Och nee, magst du dir vielleicht denken. Jetzt kramt der Steuer wieder Google+ raus, damit hatte er uns doch erst vor vier Jahren genervt. Richtig! Damals war meine Leidenschaft für das Netzwerk sogar so groß, dass ich als Google+ Community Manager bei Google Deutschland arbeitete.
Wie wir alle wissen, wurde das Teil keine Erfolgsgeschichte. Nichtsdestotrotz habe ich damals die Entwicklung des Netzwerkes hautnah mitbekommen und wenn ich aktuell auf Snapchat blicke, sehe ich große Unterschiede. Die nachfolgenden Zeilen werden kein Bashing, keine Sorge! Ich möchte lediglich ein paar Faktoren aufzählen, an denen jeder sehen kann, wie „gesund“ ein Netzwerk oder eine App wirklich ist und welches Potenzial dahintersteckt.
Keiner wollte Google+ nutzen
Ein Problem, das mir damals trotz meiner rosaroten Google-Brille auffiel, war: Bis auf wenige Enthusiasten wollte Google+ niemand nutzen. Weder meine Familie, noch Freunde, selbst meine Arbeitskollegen bei Google verabredeten sich lieber über Facebook. Allein daran merkte ich: Irgendwas stimmt hier nicht.

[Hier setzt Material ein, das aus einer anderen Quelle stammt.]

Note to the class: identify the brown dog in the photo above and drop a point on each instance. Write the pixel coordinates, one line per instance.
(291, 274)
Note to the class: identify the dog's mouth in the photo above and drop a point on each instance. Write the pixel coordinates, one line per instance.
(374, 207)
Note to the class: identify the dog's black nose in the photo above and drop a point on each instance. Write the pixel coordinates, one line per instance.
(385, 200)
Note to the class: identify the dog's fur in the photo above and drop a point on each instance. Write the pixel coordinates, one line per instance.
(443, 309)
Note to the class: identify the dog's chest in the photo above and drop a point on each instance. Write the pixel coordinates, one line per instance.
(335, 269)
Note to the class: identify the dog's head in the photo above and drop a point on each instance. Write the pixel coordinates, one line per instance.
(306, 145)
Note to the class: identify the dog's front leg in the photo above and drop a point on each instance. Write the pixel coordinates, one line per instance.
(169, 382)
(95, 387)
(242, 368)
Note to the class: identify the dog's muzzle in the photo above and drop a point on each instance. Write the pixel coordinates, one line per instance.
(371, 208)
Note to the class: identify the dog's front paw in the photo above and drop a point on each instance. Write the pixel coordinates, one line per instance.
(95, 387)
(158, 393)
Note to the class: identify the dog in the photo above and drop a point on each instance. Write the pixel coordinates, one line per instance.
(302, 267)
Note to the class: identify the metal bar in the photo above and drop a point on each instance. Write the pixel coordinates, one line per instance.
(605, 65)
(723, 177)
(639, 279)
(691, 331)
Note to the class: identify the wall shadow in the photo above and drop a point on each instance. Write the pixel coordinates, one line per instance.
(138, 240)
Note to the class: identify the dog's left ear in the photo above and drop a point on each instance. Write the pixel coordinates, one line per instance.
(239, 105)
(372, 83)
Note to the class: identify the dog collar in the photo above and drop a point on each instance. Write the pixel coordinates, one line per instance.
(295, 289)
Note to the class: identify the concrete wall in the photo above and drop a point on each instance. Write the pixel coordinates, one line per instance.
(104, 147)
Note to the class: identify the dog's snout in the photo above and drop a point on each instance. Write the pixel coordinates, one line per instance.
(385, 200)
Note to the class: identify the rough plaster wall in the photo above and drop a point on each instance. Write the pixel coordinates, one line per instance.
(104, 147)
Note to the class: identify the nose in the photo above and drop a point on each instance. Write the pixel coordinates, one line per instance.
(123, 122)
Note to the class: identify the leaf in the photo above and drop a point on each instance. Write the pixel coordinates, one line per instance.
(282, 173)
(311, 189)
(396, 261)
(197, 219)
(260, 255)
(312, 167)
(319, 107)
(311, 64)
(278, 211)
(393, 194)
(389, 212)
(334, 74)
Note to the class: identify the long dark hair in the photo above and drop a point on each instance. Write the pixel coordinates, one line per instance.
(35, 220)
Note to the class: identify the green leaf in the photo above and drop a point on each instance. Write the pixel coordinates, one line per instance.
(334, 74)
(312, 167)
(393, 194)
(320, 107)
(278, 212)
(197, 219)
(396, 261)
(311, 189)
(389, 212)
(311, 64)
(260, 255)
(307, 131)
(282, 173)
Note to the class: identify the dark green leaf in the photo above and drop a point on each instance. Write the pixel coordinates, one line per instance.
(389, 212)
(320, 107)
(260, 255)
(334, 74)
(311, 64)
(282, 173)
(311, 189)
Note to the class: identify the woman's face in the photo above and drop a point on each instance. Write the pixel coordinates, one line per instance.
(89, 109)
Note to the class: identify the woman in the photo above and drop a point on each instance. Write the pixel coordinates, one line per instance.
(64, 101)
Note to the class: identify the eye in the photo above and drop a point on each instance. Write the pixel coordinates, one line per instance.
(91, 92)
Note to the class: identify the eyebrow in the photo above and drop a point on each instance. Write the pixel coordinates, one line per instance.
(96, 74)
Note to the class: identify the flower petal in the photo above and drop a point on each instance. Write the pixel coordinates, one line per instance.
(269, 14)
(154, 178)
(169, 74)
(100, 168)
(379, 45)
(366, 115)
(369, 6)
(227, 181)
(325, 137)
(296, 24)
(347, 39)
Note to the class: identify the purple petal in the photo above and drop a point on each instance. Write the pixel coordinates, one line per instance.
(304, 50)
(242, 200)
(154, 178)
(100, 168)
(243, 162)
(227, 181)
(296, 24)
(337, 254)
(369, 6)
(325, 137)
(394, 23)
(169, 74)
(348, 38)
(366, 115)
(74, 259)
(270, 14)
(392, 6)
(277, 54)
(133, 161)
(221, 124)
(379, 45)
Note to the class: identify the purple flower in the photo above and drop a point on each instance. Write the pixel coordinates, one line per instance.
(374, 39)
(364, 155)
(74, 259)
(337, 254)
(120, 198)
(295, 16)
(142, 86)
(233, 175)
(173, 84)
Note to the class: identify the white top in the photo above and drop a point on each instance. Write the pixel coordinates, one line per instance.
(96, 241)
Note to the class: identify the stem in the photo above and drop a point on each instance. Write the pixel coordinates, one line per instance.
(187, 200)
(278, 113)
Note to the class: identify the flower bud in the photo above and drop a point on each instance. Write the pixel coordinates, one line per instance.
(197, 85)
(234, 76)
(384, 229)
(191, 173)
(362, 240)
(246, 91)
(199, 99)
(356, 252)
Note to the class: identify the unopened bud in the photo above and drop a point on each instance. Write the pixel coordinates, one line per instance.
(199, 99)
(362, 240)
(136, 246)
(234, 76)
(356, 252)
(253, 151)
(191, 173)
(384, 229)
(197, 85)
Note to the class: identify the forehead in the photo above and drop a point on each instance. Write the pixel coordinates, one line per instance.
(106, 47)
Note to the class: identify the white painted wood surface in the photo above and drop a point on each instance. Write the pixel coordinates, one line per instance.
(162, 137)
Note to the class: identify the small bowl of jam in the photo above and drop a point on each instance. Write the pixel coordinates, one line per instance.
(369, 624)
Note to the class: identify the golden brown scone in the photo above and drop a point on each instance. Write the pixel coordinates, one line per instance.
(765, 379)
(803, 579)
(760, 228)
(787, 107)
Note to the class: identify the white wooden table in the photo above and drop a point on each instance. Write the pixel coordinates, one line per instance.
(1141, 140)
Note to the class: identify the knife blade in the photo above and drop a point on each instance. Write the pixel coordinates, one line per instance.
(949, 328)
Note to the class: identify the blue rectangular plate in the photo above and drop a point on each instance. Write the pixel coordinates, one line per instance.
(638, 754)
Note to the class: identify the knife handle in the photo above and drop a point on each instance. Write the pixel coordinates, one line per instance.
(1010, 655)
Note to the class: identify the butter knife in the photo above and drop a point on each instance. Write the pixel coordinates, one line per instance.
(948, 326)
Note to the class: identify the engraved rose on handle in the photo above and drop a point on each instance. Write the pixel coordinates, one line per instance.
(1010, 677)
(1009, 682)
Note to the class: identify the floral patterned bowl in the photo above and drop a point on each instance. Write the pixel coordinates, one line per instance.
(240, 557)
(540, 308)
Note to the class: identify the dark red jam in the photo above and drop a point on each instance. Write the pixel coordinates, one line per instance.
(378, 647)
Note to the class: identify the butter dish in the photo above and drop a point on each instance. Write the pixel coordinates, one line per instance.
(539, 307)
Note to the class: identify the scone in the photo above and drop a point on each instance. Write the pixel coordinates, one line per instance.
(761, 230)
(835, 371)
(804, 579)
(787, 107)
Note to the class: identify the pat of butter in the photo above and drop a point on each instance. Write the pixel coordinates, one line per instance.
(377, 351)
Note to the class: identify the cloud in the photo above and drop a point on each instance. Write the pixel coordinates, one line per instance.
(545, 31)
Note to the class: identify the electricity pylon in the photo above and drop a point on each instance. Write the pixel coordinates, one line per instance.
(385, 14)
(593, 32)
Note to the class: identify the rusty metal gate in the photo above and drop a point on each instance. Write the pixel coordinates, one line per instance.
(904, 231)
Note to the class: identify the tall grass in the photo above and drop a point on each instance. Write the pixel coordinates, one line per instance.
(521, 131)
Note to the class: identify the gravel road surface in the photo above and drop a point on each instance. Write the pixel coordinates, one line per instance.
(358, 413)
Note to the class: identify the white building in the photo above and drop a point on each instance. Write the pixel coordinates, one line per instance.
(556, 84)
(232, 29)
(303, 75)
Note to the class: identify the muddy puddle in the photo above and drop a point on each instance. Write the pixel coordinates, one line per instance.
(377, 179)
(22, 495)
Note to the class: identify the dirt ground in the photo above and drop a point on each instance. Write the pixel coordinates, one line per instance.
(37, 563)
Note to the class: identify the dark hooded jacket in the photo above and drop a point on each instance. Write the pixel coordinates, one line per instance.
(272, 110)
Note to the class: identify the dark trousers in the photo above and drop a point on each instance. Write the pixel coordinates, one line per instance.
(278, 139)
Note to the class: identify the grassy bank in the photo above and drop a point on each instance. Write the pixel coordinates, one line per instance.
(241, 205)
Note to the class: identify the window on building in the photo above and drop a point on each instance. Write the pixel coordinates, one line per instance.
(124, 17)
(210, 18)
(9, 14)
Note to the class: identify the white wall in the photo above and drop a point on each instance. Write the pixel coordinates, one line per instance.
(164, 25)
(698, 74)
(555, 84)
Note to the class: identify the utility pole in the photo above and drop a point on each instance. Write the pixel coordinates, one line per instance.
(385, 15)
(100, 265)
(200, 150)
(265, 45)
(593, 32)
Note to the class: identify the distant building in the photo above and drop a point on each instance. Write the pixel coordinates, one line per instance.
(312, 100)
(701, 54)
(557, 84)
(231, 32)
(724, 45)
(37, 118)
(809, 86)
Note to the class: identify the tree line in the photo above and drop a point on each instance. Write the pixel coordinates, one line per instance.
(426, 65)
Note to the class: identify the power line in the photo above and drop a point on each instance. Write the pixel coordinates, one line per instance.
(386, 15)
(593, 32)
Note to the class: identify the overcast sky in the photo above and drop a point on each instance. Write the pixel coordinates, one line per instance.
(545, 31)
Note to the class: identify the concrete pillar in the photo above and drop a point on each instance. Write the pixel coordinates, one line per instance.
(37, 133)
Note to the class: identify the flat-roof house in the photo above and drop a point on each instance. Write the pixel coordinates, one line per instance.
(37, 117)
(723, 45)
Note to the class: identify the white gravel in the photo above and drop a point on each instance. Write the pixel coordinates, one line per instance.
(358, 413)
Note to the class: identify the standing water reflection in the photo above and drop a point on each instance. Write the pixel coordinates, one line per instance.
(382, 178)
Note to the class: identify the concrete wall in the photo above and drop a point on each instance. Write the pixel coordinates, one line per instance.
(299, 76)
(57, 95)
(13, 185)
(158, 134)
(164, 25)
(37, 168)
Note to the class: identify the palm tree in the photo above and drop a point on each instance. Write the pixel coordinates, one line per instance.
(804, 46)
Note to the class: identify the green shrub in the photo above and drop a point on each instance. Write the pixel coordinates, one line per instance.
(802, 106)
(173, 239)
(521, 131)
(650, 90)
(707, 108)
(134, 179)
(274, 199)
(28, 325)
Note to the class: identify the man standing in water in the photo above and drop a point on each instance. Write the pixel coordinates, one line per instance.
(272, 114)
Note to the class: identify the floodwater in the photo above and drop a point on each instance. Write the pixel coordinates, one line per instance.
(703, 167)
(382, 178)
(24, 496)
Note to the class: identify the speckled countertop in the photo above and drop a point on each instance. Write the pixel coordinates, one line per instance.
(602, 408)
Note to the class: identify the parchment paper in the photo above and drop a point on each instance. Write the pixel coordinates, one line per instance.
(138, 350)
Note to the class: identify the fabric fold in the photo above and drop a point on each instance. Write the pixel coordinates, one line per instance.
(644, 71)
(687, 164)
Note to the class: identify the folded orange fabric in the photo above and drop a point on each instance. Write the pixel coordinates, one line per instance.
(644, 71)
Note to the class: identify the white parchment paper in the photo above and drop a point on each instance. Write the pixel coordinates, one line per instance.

Das fehlende Alleinstellungsmerkmal
Der Grund dahinter ist simpel: Google+ machte nichts besser. Es gab wenig – bis auf die ganze SEO / Suchmaschinen Kiste – das für das Netzwerk sprach. Es war eine Mischung aus Facebook und Twitter, aber ohne wirkliches Alleinstellungsmerkmal.
Dann vielleicht doch noch Erfolg haben, in dem man sich als Messenger inklusive Hangout-Funktion etabliert? Guter Ansatz. Aber dann kam, sah und siegte WhatsApp und die Geschichte war durch.
Der Unterschied am Beispiel Snapchat
Im Vergleich dazu steht Snapchat. Die Nutzerbasis wächst stetig. Das kann ich auch wunderbar bei meinen Freunden aus der YouTube-Ecke sehen, deren View-Zahlen auf Snapchat monatlich steigen und aktuell zwischen 100.000 – 500.000 Aufrufe pro Snap liegen.
Das Netzwerk ist zudem anders als Facebook oder Twitter. Alleine schon, weil es kein richtiges soziales Netzwerk ist, sondern mehr öffentlicher Messenger. Durch die sich selbst löschenden Inhalte sind die User befreiter im Umgang mit dem Teilen und Veröffentlichen von Informationen.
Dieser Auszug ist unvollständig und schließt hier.